11/04/2021
Author: Jeanie Kortum
Jeanie Kortum is an author, journalist, and humanitarian. In partnership with the National Park System, she founded and directed A Home Away from Homelessness for nearly 20 years. Her philanthropic work has been widely recognized by a long list of awards, some of which include the San Francisco Foundation’s Community Award, the Commission on Women Making History Award, the Jefferson Award, the Espiritu Award from the Isabel Allende Foundation, a Lifetime Achievement Award from the San Francisco Urban Research Association, Indie Book Awards Grand Prize Second Place winner — Fiction and General Fiction/Novel (Over 80,000 words) winner in 2018 and Million Writers Award from Narrative Magazine Spring 2008 Issue.
Her award-winning first novel, Ghost Vision, is loosely based on her experiences dogsledding to a Greenland village at the top of the world.
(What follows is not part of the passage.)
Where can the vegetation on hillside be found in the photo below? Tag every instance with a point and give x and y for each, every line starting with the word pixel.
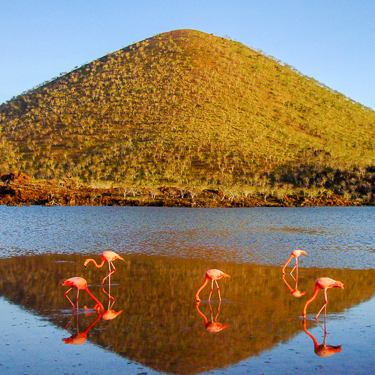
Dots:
pixel 186 108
She researched Stones, her second novel, by living with a hunter/gatherer tribe in Africa, during which time she witnessed a clitoridectomy. This experience compelled her to bring awareness to the danger of female genital mutilation (FGM). Professor Henry Louis Gates Jr., Director, Hutchins Center for African and African American Research, Harvard University, has stated: “Not since Alice Walker’s Possessing the Secret of Joy has a novel so boldly placed female genital mutilation at its heart . . . Stones is as rewarding as it is provocative.”
Her journalistic work has been published in the San Francisco Chronicle, Narrative Magazine, the San Francisco Review of Books and Borderless Magazine. She has presented at the University of Oxford, has been the subject of two CBS national news profiles, and rights to her life story have been sold to Warner Brothers.